Comparing the simulated evolution process with actual genomes of 19 existing species showed that the process works, yielding 98 percent agreement. Additional genome sequencing will be needed to do a complete reconstruction of the ancestral mammalian genome.

Finding Rapidly-Evolving Genes

Computational analysis comparing the genomes of humans, chimpanzees, and other vertebrates have led UCSC researchers to identify elements of the human genome that have undergone accelerated evolutionary changes from one species to the next.

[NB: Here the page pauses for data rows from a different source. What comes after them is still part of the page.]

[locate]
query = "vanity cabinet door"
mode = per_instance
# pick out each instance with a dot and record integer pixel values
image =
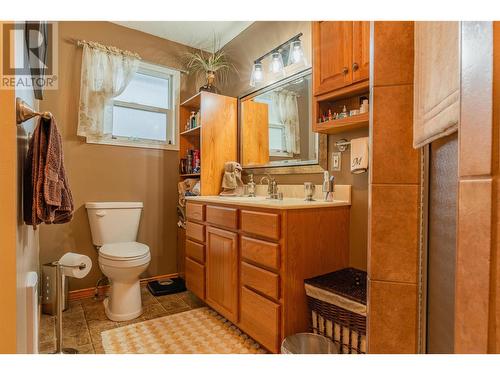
(332, 55)
(360, 50)
(222, 272)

Through this process, they uncovered a gene that has undergone accelerated evolutionary change in humans and is active during a critical stage in brain development (6). Although researchers have yet to determine the precise function of the gene, the evidence suggests that it may play a role in the development of the cerebral cortex and may even help explain the dramatic expansion of this part of the brain during human evolution.

References Cited

1. Wildman DE, Uddin M, Liu G, Grossman LI, Goodman M. Implications of natural selection in shaping 99.4% nonsynonymous DNA identity between humans and chimpanzees: enlarging genus Homo. Proc Natl Acad Sci U S A. 2003 Jun 10;100(12):7181-8.

2. Mouse Genome Sequencing Consortium. Initial sequencing and comparative analysis of the mouse genome. Nature. 2002 Dec 5; 420(6915):520-62.

3. Rat Genome Sequencing Project Consortium. Genome sequence of the Brown Norway rat yields insights into mammalian evolution. Nature. 2004 April 1; 428:493-521.

4. Bejerano G, Pheasant M, Makunin I, Stephen S, Kent WJ, Mattick JS, Haussler D. Ultraconserved Elements in the Human Genome. Science, 2004 May 28; 304(5675):1321-1325, 28 May 2004. First published online 6 May 2004. Science Express

5. Blanchette M, Green ED, Miller W, Haussler D. Reconstructing large regions of an ancestral mammalian genome in silico. Genome Res. 2004 Dec;14(12):2412-23.

6. Pollard KS, Salama SR, Lambert N, Lambot MA, Coppens S, Pedersen JS, Katzman S, King B, Onodera C, Siepel A, Kern AD, Dehay C, Igel H, Ares M Jr, Vanderhaeghen P, Haussler D. An RNA gene expressed during cortical development evolved rapidly in humans. Nature. 2006 Sep 14;443(7108):167-72. Epub 2006 Aug 16.